Fifty-eight per cent of respondents to a poll conducted by Mainstreet Technologies say they would support a bid by Toronto to host the 2024 Summer Olympic Games.

Thirty-eight per cent of respondents said they would not support a bid, while four per cent said they weren’t sure.

Mainstreet Technologies’ David Valentin said the support for a bid may be partially explained by the fact that public discussion about a potential bid has focused on all the benefits and none of the costs.

“People may or may not be aware of the fact that Toronto has bid for the Olympics before, so if Toronto was able to bid in the past, why wouldn’t it be able to bid in the future,” Valentin said. “The conversation about what is given up by funding the Olympics hasn’t happened yet.”

The support may be related to responses to another of Mainstreet’s questions, which found a full 86 per cent of respondents thought the 2015 Pan Am Games were “very or somewhat successful.”

Valentin said some of the early negativity about the Games, related to congestion and other issues, may have been what created such a positive response to the Games by their end.

“People were told that it would be hugely over budget, things wouldn’t get built on time, it would be no fun, no one would pay attention, tickets wouldn’t get sold.

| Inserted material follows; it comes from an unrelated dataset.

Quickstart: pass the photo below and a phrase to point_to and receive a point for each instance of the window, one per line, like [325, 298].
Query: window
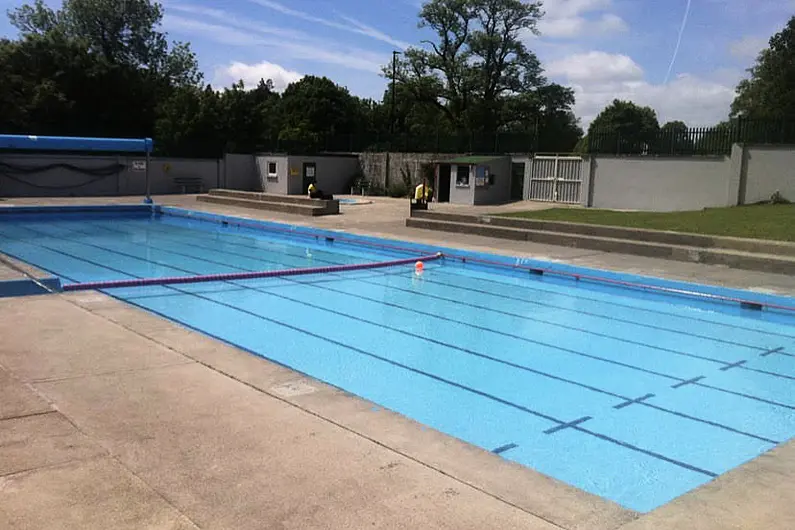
[272, 173]
[462, 176]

People were told something was wrong with these games.”

The poll also found that 59 per cent of the 2,415 Toronto residents reached by the poll support the Ontario Retirement Pension Plan, Ontario Premier Kathleen Wynne’s proposal to create a new public pension fund through a payroll tax of 3.8 per cent of a person’s income, shared evenly between employee and employer.

Twenty-seven per cent of respondents said they did not support the proposal and 13 per cent said they weren’t sure.

The proposal has drawn fire from groups such as the Canadian Federation of Independent Business who say it would stifle hiring and possibly force struggling firms to lay workers off. It also drawn the ire of Conservative leader Stephen Harper, who has repeatedly said Canadians have ample opportunity to prepare for retirement with registered retirement savings plans and tax-free savings accounts.

“I thought there would be more support for (Harper’s) position and more people saying they disapproved (of the ORPP),” Valentin said.

The poll also found that a slim majority of Torontonians want temporary high occupancy vehicle lanes off of select area highways for good, instead of Wynne’s proposal to turn them into toll lanes. It’s a proposal that has been mentioned in successive provincial budgets but largely stayed out of the spotlight until the Pan Am Games.

Fifty-one per cent of respondents said they disapproved of the plan, while 43 per cent expressed support for it. Another six per cent said they weren’t sure.

Regardless of what Wynne decides on the HOV lane issue, 73 per cent of respondents to the poll said a federal party’s plan for transit funding will be very important or somewhat important to them during this federal election campaign.

The poll was conducted with interactive voice response technology on Tuesday. It has a margin of error of +/- 1.99 per cent, 19 times out of 20.